Six weeks ago NASA concluded its final shuttle mission, STS-135. At the time, I found myself rather conflicted about the whole thing. Space and all the things that go along with that — rockets, exploration, astronauts, the planets, moons and asteroids — have fascinated me from an early age. (That and dinosaurs, of course, but near anyone knows, there are no dinosaurs in space.) So to see NASA give up the last remnant of human spaceflight was saddening. No more rocket launches.
And yet, I’ve grown increasingly critical of the shuttle program since the Challenger explosion in 1986. I never quite understood why we were investing so much time, money and effort into a program that was I believed was essentially a pick-up truck to low-earth orbit. Of all the places we could possibly go in the solar system, low-earth orbit has got to be one of the most boring. I now count going back to the moon to be a close second place. — At least from LEO, you’re halfway to a huge number of very interesting places. I think of LEO as something like the St. Louis, Missouri of the high frontier. It may not be particularly interesting or exciting in its own right, but you do have to go through it if you’re headed out to the territories. And the territories are exciting.
So I tend to view the Space Shuttle program as a very expensive, somewhat unreliable ride to St. Louis in a pick-up truck. I can think of far more exciting trip to take.
The Case for Mars: The Plan to Settle the Red Planet and Why We Must is a detailed examination of manned space exploration of Mars by Robert Zubrin. It was first published in 1996. Now, fifteen years, three presidents, and a number of successful robotic exploratory missions later we have a wealth of additional information about the viability (both technical and political) of a manned mission to Mars and Zubrin has updated and republished his book with those additions. The book details Zubrin’s Mars Direct plan for manned exploration of Mars. The plan utilizes existing technology currently ready-at-hand for a budget a fraction of original NASA proposals for the first human landing on Mars. The plan focuses on keeping costs down by making use of proven automated systems, and chemical processes via in-situ resource utilization.

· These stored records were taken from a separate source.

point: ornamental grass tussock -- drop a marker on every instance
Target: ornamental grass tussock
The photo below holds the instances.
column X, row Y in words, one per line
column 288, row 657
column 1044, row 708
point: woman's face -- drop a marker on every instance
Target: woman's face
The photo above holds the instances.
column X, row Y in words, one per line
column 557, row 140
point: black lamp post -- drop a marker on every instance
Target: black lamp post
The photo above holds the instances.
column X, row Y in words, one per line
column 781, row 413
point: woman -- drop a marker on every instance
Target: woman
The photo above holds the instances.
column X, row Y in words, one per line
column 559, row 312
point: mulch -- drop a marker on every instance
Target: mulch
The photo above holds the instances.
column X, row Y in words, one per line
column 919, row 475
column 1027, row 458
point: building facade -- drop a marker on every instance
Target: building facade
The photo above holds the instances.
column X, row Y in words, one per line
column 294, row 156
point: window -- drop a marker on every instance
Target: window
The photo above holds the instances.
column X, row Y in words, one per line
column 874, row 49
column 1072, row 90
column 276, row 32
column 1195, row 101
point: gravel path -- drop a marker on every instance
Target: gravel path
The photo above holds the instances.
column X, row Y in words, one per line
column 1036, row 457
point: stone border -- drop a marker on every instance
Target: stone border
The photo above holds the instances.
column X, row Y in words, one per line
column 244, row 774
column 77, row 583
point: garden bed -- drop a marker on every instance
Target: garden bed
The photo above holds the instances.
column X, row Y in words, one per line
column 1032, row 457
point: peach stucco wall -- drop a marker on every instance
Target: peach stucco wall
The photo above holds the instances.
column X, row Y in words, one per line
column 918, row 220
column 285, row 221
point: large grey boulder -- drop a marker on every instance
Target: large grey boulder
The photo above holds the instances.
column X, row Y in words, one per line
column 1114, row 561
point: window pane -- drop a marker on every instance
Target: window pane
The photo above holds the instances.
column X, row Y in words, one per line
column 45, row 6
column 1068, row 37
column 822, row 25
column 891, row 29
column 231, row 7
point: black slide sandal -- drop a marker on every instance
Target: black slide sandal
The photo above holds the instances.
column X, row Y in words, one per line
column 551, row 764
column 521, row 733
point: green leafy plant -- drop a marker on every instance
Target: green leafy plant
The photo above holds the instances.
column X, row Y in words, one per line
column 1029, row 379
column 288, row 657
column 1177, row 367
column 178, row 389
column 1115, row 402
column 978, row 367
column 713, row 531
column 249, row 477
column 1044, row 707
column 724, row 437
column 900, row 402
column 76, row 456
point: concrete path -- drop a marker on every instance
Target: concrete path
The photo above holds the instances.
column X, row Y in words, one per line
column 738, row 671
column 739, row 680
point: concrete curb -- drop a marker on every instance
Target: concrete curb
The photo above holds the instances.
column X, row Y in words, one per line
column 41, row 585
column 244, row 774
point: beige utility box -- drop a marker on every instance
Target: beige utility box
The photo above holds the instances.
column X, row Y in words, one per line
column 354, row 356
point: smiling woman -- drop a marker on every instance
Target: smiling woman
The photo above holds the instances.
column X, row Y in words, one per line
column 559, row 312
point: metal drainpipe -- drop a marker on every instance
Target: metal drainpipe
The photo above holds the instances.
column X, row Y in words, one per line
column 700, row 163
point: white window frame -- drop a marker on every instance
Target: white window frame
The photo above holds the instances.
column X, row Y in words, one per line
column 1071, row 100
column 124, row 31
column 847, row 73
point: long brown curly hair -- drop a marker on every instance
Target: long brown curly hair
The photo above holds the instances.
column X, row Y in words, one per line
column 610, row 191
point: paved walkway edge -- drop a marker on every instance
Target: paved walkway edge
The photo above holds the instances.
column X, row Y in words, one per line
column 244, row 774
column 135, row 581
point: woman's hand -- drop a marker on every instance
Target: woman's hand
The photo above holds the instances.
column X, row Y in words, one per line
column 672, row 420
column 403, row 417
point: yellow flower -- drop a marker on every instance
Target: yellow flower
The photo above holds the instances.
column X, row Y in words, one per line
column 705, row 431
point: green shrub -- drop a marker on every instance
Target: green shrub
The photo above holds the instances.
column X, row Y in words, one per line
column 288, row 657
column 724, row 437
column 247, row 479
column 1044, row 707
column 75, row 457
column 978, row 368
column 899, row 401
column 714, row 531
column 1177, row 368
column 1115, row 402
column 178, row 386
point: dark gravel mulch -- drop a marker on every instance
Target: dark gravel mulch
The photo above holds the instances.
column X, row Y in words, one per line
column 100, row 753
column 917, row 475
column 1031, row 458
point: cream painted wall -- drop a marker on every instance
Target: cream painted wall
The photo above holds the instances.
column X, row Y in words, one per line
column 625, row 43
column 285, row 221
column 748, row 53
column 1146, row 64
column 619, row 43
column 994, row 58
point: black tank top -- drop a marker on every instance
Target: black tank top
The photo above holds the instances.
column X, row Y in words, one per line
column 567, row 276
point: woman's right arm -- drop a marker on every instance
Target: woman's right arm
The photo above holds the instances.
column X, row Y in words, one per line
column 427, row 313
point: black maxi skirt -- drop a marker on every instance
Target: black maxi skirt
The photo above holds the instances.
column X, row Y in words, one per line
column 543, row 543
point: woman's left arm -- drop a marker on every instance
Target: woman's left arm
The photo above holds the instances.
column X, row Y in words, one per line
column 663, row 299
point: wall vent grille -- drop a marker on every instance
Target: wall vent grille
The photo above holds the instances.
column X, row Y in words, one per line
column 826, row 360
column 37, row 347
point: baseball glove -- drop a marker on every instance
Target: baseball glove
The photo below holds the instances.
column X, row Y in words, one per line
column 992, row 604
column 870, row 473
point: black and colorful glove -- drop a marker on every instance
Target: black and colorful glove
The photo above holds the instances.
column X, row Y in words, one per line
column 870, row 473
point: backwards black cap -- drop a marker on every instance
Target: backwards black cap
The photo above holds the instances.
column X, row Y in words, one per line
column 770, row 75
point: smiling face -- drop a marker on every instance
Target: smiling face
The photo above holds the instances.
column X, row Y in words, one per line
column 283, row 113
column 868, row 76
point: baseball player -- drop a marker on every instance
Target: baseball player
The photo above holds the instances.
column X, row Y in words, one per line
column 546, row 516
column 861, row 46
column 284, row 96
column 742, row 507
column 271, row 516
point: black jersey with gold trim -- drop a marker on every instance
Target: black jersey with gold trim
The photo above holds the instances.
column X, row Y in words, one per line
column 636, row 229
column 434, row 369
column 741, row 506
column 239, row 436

Like Buzz Aldrin, I am critical of NASA’s goal of sending astronauts back to the moon. Aldrin said it was “more like reaching for past glory than striving for new triumphs” and has advocated for his own Mars to Stay program of human space exploration.
So it is now, that the albatross of the Shuttle program is off our neck that I hope we may be able to refocus human space exploration onto a goal that is challenging, rewarding and ultimately possible. Let’s go to Mars!